Et il se jette à terre comme vaincu par l’émotion, met ses mains pour protéger ses yeux, les serre aux tempes, anxieux de voir, mais gêné par la lumière et il répète:
“J’y vois! J’y vois! C’est donc cela la terre! La lumière! L’herbe que je ne connaissais que par sa fraîcheur…”
Il se lève tout en restant courbé, comme quelqu’un qui porte un poids, le poids de sa joie, va au ruisselet qui évacue le trop-plein d’eau et il le regarde courir, scintillant et riant et il murmure:
“Et ceci, c’est l’eau… Voilà! C’est ainsi que je la sentais entre mes doigts (il y plonge la main) froide et coulante, mais je ne la connaissais pas… Ah! Belle! Belle! Comme tout est beau!” Il lève le visage et voit un arbre… il s’en approche, le touche, étend la main, attire à lui une branchette, la regarde et rit, il rit, abrite ses yeux de la main, et il regarde le ciel, le soleil, et deux larmes tombent de ses paupières vierges qu’il a ouvertes pour contempler le monde…
Et il abaisse les yeux sur l’herbe où une fleur se balance sur sa tige et il voit son image que reflète l’eau du ruisselet, il se regarde et dit:
“C’est ainsi que je suis!”
Il observe avec étonnement une tourterelle qui est venue boire un peu plus loin et une chevrette qui arrache les dernières feuilles d’un rosier sauvage, puis une femme qui vient à la fontaine avec un bébé sur son sein. Et cette femme lui rappelle sa mère, sa mère au visage inconnu, et levant les bras au ciel, il s’écrie:
“Sois béni, Très-Haut, pour la lumière, pour la mère et pour Jésus!”
Puis il s’en va en courant, laissant par terre son bâton désormais inutile…
Les deux n’ont pas attendu de voir tout cela. Dès qu’ils ont vu que l’homme y voyait, ils sont partis en courant vers la ville.
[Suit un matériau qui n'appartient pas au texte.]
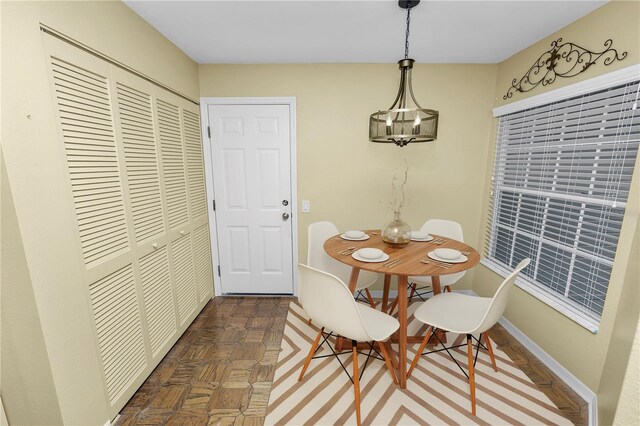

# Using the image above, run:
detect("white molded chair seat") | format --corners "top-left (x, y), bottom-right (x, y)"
top-left (413, 293), bottom-right (493, 334)
top-left (307, 221), bottom-right (378, 307)
top-left (298, 264), bottom-right (400, 425)
top-left (407, 259), bottom-right (530, 416)
top-left (356, 303), bottom-right (400, 342)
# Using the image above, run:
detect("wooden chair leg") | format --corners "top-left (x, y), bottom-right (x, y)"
top-left (298, 328), bottom-right (324, 381)
top-left (364, 288), bottom-right (376, 309)
top-left (378, 342), bottom-right (398, 385)
top-left (482, 331), bottom-right (498, 373)
top-left (467, 334), bottom-right (476, 416)
top-left (407, 326), bottom-right (433, 380)
top-left (388, 297), bottom-right (398, 315)
top-left (351, 340), bottom-right (362, 426)
top-left (409, 283), bottom-right (417, 303)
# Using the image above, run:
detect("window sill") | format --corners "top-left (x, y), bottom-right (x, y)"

Joseph, au contraire, reste jusqu’à la fin et quand l’aveugle qui ne l’est plus, lui passe devant pour entrer dans le dédale des ruelles du quartier populeux d’Ophel, à son tour il quitte sa place et revient sur ses pas, vers la ville, tout pensif…
510.5 - Le quartier d’Ophel, toujours bruyant, est maintenant en pleine ébullition. On court à droite, à gauche, on questionne, on répond.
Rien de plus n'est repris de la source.